こうした法令の⽋陥をすり抜けて、超ウラン核種を海洋放出することがあってはならない。

「多核種除去設備等処理⽔の取扱いに関する⼩委員会報告書」には、様々問題がある。
(1)福島第⼀原発の核燃料デブリを冷やした後の汚染⽔がすべて処理されているかのような議論が前提となっており、残るはトリチウムだけであるかのような宣伝をしている。

しかし、2020年7⽉30⽇NHKが報じたように「東京電⼒は福島第⼀原⼦⼒発電所の汚染⽔ を処理したあとの⽔に残る、基準を超えた放射性物質を除去する試験を2020年9⽉以降に⾏う」のであり、トリチウム以外の62核種が実際に除去できるのかは、これから取り組みである。

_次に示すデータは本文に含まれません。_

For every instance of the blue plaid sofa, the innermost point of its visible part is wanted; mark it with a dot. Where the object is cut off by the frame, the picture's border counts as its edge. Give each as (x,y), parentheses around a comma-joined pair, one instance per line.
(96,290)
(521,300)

この海のものとも⼭のものとも分からない段階で、「トリチウム⽔を海洋放出するのが良いか、 ⽔蒸気放出するのが良いか」という問題の建て⽅は詭弁と呼ぶべきである。
パブリックコメントの提出期限本⽇2020年7⽉31⽇は東京電⼒の汚染⽔の再処理が成功するまで延期するべきだ。

(2)トリチウム⽔だけの問題で議論することが間違っている。根本的な問題は、核燃料デブリが今、どこにあるのか︖核燃料デブリはどのような状態にあるのか︖⼀体、いつまで冷却⽔をかけ続ける必要があるのか︖これらが現時点で分かっていない。
福島第⼀原発では今年2020年に⼊ってから、1〜4号機タービン建屋東側の地下⽔観測孔であいつぐ最⾼値更新を更新している。

もし、福島第⼀原発原⼦炉建屋の地下に核燃料デブリが潜り込み、地下⽔脈に⼊り込んでいると したら、天然の原⼦炉オクロのように⼩規模とは⾔え、地下で再臨界を起こす可能性すらある。福島第⼀原発をたびたび襲う⽩い霧、毎晩のように夜中の観測される放射能ダストの上昇は核燃料デブリの状態と関係があるのではないだろうか。地下⽔観測孔での放射能濃度の上昇は核燃料デブリの⼩規模再臨界を裏付けているのではないか︖
 この段階で、タンクに現存するトリチウム⽔のことだけを議論するのは、場当たり的な対応である、批判されても仕⽅がない。

  多核種除去設備で取り除いたスラッジやスラリーは今後どのように保管するのか︖⽔素が溜まり爆発する危険すらある。トリチウムだけの問題に汚染⽔問題を矮⼩化していないだろうか。そもそ も核燃料デブリを取り出すことは不可能なのではないだろうか︖

 福島第⼀原発を⻑期に渡って管理 する以外にはない。